Ma qual è l’identikit del pentito del tatuaggio? E’ donna e ha fra i 30 e i 40 anni (65%), mentre la percentuale scende al 55% tra i 18 e i 29 anni e al 51% tra gli over 40. Nell’elenco ci sono manager (25%), professionisti (22%), impiegati statali (17%), insegnanti (13%), impiegati in generale (12%) e operai (10%). “Statisticamente la scelta di modificare o rimuovere il tattoo arriva attorno ai 35 anni e tocca tutti, dai militari agli studenti – prosegue Pedretti – Circa il 70% dei miei clienti sceglie di ricoprire il proprio tatuaggio, mentre il 30% lo rimuove completamente. Tra quelli che hanno causato più pentimenti nella mia personale esperienza segnalo i tribali, le scritte o le dediche, i nomi di persone care o ex, le composizioni floreali, le correzione di tatuaggi sbavati, quelli troppo colorati, i ritratti, le croci, quelli in cinese o giapponese e i disegni in stile horror”.
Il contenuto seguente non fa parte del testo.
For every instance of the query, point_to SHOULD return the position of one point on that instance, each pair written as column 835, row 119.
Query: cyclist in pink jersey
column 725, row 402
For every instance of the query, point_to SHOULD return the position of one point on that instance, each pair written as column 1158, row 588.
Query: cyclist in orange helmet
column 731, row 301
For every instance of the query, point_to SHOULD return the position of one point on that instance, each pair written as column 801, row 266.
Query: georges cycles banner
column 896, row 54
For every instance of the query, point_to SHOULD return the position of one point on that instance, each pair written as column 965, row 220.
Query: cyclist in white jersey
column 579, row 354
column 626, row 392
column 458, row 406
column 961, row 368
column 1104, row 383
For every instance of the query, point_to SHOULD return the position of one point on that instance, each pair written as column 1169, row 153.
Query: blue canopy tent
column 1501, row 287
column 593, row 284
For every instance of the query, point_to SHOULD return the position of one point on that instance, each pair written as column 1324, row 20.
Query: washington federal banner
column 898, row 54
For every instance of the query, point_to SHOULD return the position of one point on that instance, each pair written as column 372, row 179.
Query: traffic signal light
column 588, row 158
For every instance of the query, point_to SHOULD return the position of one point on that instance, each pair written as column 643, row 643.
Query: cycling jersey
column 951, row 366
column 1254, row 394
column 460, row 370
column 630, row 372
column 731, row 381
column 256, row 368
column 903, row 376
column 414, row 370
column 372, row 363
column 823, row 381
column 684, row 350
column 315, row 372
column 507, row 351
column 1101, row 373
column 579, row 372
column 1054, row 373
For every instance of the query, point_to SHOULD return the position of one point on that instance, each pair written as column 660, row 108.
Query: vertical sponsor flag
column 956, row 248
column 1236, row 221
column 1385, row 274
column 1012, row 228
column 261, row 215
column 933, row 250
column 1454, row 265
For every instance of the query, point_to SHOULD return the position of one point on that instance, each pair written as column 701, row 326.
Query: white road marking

“E’ interessante considerare i motivi per cui alcune persone scelgano di toglierseli, fatto che avviene sempre più spesso prima delle vacanze estive – afferma la psicologa Roberta Ganzetti dell’associazione Elice Onlus Milano – La pelle infatti è contemporaneamente organo di separazione-confine da quanto è fuori da noi e luogo privilegiato della comunicazione con gli altri. Farsi un tatuaggio può essere una risposta al bisogno di appartenere ad un gruppo, ma anche a quello di differenziarsi affermando la propria personalità. Alcuni momenti nella vita delle persone sono così significativi che emerge il desiderio di celebrarne l’esistenza e realizzarne la presenza a livello visivo, sulla pelle, quasi ad indossare un’emozione. A prescindere dalle tendenze, cancellare o sostituire un tatuaggio può rappresentare un’ulteriore forma di libertà per molte persone”.
“Un segno stabile sulla pelle – conclude – potrebbe allora non essere più congruente con l’intenzionalità comunicativa originaria. Cancellare un tatuaggio oggi è possibile, così come è possibile elaborare le esperienze della nostra vita, integrandole nella personalità. Cancellare una traccia sulla pelle è una decisione innanzitutto interiore, che oggi è anche realizzabile grazie alla tecnologia laser”.